I Stand Here Ironing
By Tillie Olsen

  I Stand Here Ironing, well…you cannot deny that we often trace back our past when we’re doing house chores. I Stand Here Ironing told a story about a loving mother, who couldn’t take care her first born during the age of The Depression, and her daughter’s personality changed throughout those years. I love this story, at first, it might be a bit difficult to understand if you just read the story. But, think of the age of Depression. Or any economic depression in every country every place. It’s always a hard thing to survive during those periods let alone taking good care of your child. Just watch the movie! Even we can’t and do not hope to go through those timing, it’ll be easier to imagine with film. What else? One of the heart-broken parts of this story is that the mother is so young and alone when she needed to take care of Emily, her first born.

  Her awful husband left her when she needed him the most…only pay a tiny kindness to take care of his daughter when the mother went working. But was that a show of kindness? I don’t think so. Emily refused, or at least, showed here reluctant to visited her father. Emily had always been so tame, so willing to listen, even the life is terrible for her. She was a deep person, and that’s what matter most.

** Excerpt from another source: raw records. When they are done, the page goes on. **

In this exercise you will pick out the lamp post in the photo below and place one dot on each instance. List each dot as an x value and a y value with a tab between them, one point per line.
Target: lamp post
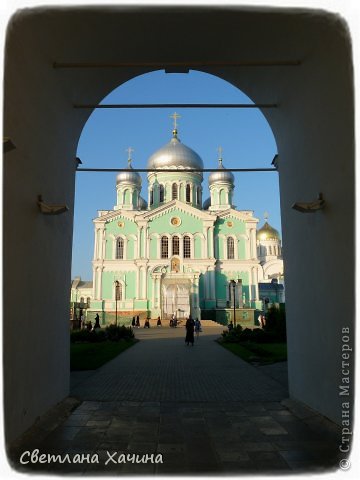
116	298
233	284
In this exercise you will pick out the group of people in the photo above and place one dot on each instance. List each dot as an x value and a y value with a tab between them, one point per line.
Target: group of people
173	321
136	322
88	325
192	326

  “I don’t know if that explain anything, or if that explain everything.”

  You know what? I especially love that part. As long as you know the background, you’ll know everything. Every depression, every torment the mother and Emily had been through. And how Emily struggled to become who she is now and take her courage to stand out. It’s really touching. Her past explain the reason why Emily was like this before, and how she had become this way. It’s always a hard thing for children and teenage to find their truly self. The one and only that represent her. In the meanwhile, we need to learn, to socialize, to survive in the world. Some of us is fortunate enough with the company of family, while the other, like Emily are not. When she needed the most, Emily’s mom is never there: busy with work, try her best to raise her, taking care the new born… I won’t say Emily’s mother is a horrible mom, no. It is just the time wouldn’t allow here to be a great mom.

  “Only help her know—help make it so there is cause for her to know—that she is more than this dress on the ironing board, helpless before the iron.”
What we all need to learn from life? This will do. Iron is the life, the force, the demand, and we’re the dress under. Never bow to anything, we control the iron, and it’s in our command. Control the life, and never bend by it. We’re the master of ourselves, and you know what? Take every experience as great learning, we’ll grow better every time, no matter the good or the bad.